We're discussing the linked article, so I'm talking in the context of the linked article. I know it works now, but Python 3 initially removed %-formatting for bytes. I guess I should have used past in my comment, "you were" screwed instead of "you are". From the article:

> Another feature was % formatting of strings. Python 2 allowed use of the % formatting operator on both its string types. But Python 3 initially removed the implementation of % from bytes. Why, I have no clue. It is perfectly reasonable to splice byte sequences into a buffer via use of a formatting string. But the Python language maintainers insisted otherwise. And it wasn't until the community complained about its absence loudly enough that this feature was restored in Python 3.5, which was released in September 2015.

pdonis · on Jan 14, 2020

> Python 3's behavior is more correct—You can't just intermix binary and textual data, they're two different things.

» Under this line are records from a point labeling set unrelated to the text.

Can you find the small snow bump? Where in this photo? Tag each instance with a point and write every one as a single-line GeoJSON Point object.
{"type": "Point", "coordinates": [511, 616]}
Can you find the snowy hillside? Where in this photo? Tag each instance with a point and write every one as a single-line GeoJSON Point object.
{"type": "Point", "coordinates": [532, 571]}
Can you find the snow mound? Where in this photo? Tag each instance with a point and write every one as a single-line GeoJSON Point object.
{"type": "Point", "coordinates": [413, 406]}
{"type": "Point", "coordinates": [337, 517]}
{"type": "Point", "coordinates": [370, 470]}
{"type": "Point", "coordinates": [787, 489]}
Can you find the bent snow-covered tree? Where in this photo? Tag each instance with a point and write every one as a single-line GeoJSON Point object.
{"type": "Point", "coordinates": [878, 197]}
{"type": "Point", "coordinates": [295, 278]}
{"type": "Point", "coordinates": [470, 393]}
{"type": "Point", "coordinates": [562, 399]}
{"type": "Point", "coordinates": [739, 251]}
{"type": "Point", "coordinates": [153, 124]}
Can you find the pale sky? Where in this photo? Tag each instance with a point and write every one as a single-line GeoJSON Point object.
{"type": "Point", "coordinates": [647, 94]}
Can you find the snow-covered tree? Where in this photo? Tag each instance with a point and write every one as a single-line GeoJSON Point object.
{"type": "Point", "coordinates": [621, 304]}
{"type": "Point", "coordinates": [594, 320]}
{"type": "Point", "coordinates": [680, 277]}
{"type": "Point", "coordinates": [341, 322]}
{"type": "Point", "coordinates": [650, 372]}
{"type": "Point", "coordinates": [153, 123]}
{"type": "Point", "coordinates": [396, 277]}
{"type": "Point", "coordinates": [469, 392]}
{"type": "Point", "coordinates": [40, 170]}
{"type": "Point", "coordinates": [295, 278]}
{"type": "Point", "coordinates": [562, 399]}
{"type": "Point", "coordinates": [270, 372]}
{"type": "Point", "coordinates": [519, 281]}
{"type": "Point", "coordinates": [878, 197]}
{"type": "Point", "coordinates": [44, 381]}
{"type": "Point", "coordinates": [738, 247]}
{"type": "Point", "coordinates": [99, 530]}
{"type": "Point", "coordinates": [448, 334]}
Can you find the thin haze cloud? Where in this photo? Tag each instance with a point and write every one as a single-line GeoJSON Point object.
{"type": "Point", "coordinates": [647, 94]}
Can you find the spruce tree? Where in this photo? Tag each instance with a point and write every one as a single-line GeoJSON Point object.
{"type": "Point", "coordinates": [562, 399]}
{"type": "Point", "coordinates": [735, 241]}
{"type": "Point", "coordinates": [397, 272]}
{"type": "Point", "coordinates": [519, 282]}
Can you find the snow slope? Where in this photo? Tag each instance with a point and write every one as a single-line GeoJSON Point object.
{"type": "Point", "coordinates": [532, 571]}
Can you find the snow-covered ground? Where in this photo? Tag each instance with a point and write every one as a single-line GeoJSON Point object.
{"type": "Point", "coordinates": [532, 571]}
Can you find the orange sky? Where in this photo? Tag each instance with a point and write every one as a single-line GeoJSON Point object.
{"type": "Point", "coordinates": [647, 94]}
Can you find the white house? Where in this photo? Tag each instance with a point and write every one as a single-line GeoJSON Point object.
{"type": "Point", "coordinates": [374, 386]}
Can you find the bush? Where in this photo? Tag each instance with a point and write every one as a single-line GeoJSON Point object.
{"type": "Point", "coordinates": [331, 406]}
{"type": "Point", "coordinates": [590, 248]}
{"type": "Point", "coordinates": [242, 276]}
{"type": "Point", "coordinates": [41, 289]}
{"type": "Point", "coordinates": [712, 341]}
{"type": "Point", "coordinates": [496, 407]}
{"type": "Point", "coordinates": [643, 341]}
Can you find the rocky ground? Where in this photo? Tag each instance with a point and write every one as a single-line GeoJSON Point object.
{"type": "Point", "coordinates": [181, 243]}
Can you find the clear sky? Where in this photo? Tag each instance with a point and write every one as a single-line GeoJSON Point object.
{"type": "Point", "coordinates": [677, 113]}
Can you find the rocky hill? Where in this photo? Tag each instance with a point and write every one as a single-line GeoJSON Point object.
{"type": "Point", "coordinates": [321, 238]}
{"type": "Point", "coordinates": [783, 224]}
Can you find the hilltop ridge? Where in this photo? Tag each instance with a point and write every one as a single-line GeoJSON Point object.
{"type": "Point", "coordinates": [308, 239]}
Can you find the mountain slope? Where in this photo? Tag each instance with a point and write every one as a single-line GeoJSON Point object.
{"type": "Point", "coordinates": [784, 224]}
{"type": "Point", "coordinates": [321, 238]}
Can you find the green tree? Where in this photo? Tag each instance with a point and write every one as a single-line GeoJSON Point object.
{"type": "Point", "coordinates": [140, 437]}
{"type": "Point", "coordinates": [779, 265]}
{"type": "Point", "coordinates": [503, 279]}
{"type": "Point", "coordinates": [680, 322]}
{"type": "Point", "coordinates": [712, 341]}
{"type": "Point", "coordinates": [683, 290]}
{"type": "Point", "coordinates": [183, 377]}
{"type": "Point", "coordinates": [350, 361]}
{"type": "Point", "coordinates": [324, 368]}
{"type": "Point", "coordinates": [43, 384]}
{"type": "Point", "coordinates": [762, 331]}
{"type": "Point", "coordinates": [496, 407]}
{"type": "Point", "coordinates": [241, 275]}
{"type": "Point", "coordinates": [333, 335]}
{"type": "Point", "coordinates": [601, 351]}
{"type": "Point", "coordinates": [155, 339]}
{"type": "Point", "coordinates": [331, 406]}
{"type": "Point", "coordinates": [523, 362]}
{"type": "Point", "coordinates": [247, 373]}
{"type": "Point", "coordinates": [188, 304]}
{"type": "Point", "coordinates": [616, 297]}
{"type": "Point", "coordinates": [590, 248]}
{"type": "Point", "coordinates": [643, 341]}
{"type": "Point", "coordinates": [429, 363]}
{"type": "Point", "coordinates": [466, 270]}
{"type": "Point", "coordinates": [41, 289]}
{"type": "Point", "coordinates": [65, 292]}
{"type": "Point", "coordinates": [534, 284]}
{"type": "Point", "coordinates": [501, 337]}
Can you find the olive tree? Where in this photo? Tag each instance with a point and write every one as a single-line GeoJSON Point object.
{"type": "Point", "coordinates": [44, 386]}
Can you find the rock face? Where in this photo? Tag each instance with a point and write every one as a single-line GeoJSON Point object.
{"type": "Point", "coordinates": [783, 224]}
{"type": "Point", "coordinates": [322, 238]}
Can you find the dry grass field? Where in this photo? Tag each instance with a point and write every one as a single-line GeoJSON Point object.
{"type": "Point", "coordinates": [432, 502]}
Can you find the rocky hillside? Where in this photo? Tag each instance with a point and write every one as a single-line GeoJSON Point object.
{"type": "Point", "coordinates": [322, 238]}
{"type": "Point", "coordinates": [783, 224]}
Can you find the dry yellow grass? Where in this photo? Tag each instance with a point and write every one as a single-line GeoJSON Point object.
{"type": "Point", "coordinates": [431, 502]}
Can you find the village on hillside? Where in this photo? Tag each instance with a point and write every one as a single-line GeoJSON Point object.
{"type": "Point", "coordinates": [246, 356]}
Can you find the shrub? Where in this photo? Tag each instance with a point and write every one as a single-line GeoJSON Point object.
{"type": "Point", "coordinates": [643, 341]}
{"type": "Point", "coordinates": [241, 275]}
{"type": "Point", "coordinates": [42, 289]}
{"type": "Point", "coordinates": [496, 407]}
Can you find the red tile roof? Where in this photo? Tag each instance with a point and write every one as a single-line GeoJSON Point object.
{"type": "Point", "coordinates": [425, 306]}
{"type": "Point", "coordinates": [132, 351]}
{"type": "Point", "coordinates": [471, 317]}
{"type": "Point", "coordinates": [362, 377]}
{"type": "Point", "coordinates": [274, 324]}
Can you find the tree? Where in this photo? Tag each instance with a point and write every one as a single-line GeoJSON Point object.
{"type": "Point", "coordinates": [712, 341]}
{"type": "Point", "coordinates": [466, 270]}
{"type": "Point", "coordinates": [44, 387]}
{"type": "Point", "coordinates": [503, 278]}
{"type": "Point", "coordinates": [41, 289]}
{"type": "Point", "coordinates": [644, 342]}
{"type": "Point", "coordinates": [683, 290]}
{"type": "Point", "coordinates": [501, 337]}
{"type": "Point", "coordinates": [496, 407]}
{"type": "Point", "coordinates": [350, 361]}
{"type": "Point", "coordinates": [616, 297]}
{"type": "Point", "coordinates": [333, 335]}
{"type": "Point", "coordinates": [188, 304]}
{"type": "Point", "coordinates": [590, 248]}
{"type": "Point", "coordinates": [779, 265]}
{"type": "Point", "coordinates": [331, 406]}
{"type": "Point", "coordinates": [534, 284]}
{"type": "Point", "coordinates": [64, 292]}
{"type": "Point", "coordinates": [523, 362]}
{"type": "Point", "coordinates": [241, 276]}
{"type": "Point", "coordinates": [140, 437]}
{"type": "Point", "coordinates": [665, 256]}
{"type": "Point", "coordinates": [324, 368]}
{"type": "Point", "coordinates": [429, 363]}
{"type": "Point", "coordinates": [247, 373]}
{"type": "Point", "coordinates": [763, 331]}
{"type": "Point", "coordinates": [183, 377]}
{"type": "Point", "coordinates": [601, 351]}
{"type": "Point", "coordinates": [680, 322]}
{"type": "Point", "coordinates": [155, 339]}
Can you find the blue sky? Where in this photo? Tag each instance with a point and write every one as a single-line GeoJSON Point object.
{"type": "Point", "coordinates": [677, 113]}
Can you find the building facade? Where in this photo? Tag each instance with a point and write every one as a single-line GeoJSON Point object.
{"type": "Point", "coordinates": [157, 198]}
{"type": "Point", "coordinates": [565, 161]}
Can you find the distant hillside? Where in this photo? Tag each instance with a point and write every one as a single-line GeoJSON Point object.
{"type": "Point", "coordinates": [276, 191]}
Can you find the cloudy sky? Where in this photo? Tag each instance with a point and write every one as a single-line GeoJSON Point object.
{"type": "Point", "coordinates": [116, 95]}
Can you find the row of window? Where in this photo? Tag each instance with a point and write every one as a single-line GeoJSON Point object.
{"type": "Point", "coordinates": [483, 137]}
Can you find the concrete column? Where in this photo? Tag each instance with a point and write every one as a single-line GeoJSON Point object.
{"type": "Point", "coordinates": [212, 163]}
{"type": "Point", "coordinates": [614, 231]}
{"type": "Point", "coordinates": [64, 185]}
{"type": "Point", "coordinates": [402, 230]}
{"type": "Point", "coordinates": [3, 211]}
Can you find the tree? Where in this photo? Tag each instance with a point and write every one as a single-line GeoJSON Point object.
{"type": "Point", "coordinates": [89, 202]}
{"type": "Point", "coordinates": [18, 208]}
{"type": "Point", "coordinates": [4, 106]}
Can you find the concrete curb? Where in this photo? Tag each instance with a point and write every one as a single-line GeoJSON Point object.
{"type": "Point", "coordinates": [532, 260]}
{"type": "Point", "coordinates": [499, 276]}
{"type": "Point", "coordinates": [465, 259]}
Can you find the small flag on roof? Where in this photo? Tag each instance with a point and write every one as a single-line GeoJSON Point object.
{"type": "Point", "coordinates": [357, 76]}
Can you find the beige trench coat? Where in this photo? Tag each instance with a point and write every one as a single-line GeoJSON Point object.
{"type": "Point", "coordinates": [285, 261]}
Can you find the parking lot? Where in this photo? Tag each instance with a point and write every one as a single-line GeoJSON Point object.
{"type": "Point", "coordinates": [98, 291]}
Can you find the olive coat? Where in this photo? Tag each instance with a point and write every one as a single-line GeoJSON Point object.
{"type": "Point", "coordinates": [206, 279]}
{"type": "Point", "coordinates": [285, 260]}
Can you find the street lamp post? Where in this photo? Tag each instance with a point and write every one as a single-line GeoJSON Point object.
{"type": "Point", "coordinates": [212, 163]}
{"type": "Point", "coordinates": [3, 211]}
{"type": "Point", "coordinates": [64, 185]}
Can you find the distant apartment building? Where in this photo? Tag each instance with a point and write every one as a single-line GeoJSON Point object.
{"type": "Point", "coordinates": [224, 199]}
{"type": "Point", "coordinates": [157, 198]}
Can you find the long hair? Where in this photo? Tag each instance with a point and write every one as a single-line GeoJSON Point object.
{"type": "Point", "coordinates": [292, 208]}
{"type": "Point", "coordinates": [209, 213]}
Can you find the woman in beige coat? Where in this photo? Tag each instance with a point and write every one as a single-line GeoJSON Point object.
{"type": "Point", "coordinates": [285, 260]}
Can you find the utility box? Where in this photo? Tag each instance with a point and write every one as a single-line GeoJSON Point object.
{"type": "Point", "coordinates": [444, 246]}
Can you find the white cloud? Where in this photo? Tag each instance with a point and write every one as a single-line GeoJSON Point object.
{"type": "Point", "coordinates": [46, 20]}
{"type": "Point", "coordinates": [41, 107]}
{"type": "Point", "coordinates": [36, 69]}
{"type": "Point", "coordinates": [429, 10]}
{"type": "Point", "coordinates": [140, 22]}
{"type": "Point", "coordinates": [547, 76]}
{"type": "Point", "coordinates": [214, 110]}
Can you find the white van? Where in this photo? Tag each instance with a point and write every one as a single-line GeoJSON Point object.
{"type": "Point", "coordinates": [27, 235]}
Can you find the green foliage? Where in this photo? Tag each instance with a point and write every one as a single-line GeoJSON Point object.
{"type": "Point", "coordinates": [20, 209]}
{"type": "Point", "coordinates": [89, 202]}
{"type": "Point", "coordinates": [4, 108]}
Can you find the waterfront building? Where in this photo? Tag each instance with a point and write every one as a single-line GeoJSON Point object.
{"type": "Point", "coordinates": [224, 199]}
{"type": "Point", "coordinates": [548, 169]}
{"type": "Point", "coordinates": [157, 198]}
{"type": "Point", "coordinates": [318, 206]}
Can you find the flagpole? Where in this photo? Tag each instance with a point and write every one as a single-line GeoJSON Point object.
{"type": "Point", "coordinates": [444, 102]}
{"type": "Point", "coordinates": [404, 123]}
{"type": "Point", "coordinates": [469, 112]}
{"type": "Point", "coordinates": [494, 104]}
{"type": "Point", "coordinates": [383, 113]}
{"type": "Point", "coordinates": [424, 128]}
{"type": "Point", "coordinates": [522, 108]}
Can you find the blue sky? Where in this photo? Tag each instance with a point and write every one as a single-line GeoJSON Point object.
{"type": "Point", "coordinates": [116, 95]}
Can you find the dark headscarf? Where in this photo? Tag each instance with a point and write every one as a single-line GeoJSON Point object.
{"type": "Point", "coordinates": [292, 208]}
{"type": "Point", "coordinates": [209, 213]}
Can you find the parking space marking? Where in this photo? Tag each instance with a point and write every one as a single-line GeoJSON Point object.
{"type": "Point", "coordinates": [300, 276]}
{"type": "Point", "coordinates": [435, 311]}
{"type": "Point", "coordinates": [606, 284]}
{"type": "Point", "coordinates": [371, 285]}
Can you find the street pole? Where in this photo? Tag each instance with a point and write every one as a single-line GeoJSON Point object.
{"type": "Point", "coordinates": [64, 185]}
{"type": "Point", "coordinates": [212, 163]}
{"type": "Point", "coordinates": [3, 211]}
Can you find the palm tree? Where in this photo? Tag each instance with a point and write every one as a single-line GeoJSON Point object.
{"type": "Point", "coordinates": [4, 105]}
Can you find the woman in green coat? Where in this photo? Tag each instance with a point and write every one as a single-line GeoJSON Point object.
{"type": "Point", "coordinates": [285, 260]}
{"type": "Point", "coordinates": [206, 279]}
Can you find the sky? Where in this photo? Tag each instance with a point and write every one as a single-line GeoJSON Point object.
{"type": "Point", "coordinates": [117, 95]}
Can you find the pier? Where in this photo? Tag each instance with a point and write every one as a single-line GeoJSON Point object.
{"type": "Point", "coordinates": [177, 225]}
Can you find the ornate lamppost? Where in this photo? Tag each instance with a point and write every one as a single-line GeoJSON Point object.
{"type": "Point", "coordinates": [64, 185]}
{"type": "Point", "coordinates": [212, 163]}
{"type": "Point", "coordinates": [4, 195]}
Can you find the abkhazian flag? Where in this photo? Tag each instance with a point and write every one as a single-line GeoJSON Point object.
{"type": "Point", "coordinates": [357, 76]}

Python 3's behavior as far as forcing you to explicitly recognize data type conversions is more correct, yes.

Python 3's behavior in assuming that nobody would ever need to do "text-like" operations like string formatting on byte sequences was not. At least this particular wart was fixed. But there are still a lot of places where Python makes you use the str "textual" data type when it's not the right one.

Python 3's behavior in making individual elements of a byte string integers instead of length-one byte strings is, frankly, braindead.

acdha · on Jan 14, 2020

That example works fine in both Python 2 and 3 if you’re not mixing types incorrectly. If you are, it will appears to work on Python 2 before failing the first time you encounter non-ASCII data and tends to greatly confuse people with errors which would have been caught immediately on Python 3. I’ve seen teams waste hours trying to track down errors like that.

zo1 · on Jan 14, 2020

Exactly this. The amount of times I saw juniors fixing thses sort of obscure subtle bugs with str_var.decode("utf-8").encode("latin-1") and this after attempting every which combination of the above two de/encode operations is mind boggling.

reubenmorais · on Jan 14, 2020

It works after Python 3.5. From the article:

> Another feature was % formatting of strings. Python 2 allowed use of the % formatting operator on both its string types. But Python 3 initially removed the implementation of % from bytes. Why, I have no clue. It is perfectly reasonable to splice byte sequences into a buffer via use of a formatting string. But the Python language maintainers insisted otherwise. And it wasn't until the community complained about its absence loudly enough that this feature was restored in Python 3.5, which was released in September 2015.